It's the only moment of joy in traffic court: when an officer doesn't remember your case well enough to testify. Everyone's happy — copper doesn't have to make crap up, you get to blow that Popsicle stand and all the poor fools behind you on the bench save 10 more minutes of their lives.

But happiness doesn't sit well with the Los Angeles Superior Court, who told the City Attorney to tell the LAPD this summer that it wasn't happy with the rise in officers dismissing tickets due to hazy recollection — causing the LAPD to ban the practice altogether.

As if that weren't bad enough, now Presiding Judge Charles McCoy refuses to say how he gauged the rise. In fact, he refuses to say anything at all.

We can only assume one thing: McCoy doesn't recall the evidence. So why can't he testify to the best of his ability?

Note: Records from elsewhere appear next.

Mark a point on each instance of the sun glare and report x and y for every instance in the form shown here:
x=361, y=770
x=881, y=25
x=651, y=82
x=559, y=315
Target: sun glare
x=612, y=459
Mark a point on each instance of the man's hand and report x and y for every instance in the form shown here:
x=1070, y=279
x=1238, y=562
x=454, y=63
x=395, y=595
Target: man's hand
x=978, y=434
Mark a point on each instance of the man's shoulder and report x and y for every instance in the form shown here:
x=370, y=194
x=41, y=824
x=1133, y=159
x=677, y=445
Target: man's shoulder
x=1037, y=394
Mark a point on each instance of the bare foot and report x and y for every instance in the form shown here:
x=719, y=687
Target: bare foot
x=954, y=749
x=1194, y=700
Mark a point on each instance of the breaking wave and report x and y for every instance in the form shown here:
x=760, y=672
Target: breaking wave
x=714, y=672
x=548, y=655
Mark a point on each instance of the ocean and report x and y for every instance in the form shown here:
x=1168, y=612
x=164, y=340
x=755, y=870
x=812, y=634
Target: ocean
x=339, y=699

On Sept. 18, the Los Angeles Times reported that Chief of Detectives David Doan had prohibited all LAPD officers from dismissing traffic tickets on the grounds that their memory had failed them. (About as close as the LAPD could get to an illegal ticket quota without calling it as much.)

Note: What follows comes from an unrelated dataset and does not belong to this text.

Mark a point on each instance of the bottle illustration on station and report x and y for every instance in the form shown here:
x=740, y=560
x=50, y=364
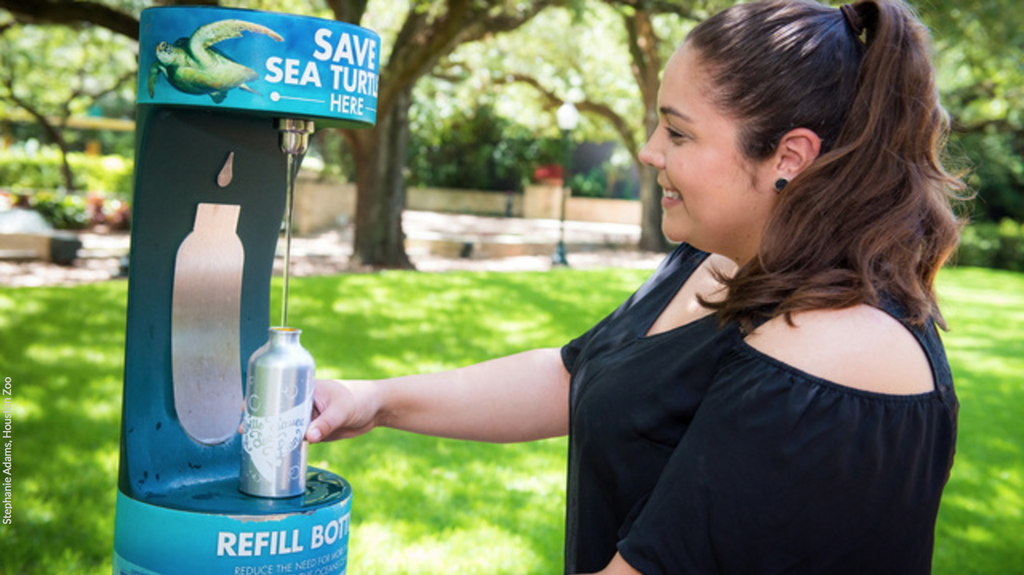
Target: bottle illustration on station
x=227, y=102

So the Weekly slapped the department with a California Public Records Act. Here's what we found:

Notification from the court and L.A. City Attorney was purely verbal. In response, on July 29, Doan sent a scathing notice to “All Sworn Personnel” in the LAPD:

“Officers shall not request the dismissal of a traffic citation or any other case when they have determined that they do not recall the facts surrounding the incident. Officers are required to testify to the best of their ability when appearing in court.”

Doan stood by the mysterious court order and subsequent policy change in an interview with the Los Angeles Times, as if he were personally invested in it: “We felt we needed to remind our people of their obligations,” he said.

But Doan has no reason to care about the extra income these tickets would bring in. He's likely under pressure from higher-ups, who know the curbing of dismissals would bring in more money for the department and the city.

McCoy refused to comment. Mary Hearn, the court's deputy public information officer, added that no other judicial officers at the court would be able to share their observations, either.

The L.A. Superior Court told both the Weekly and the Times that it has no record of how many citations have been dismissed due to officers with no recollection of their cases. Captain Ann E. Young of the LAPD's Detective Support and Device Division, however, said she was sure it did.

“They do keep a record of dismissed citations,” Young said.

Hearn explained that while the court does keep a record of dismissed citations, it does not distinguish how many were thrown out on grounds of no recollection from those dismissed for other reasons.

What we really want to know is: How exactly are officers supposed to make an argument for a situation they don't recall? The Los Angeles Police Protective League has expressed similar concern. Doan suggests officers look to the California Evidence Code's “Prior Recollection Recorded” clause for tips:

1. A statement is not inadmissible, when a witness has insufficient present recollection, and the statement is contained in a writing which:

    a. was made at a time when the facts recorded in the writing actually occurred or was fresh in the witness' memory;

      b. was made by the witness himself or under his direction or by some other person for the purpose of recording the witness' statement at the time it was made

        c. is offered after the witness testifies that the statement he made was a true statement of such fact; and

          d. is offered after the writing is authenticated as an accurate record of the statement

            2. The writing may be read into evidence, but the writing itself may not be received in evidence unless offered by an adverse party.

We're not buying any of it. Doan might as well throw in an employee-of-the-month iPod giveaway for “best use of imaginative detail in traffic court.”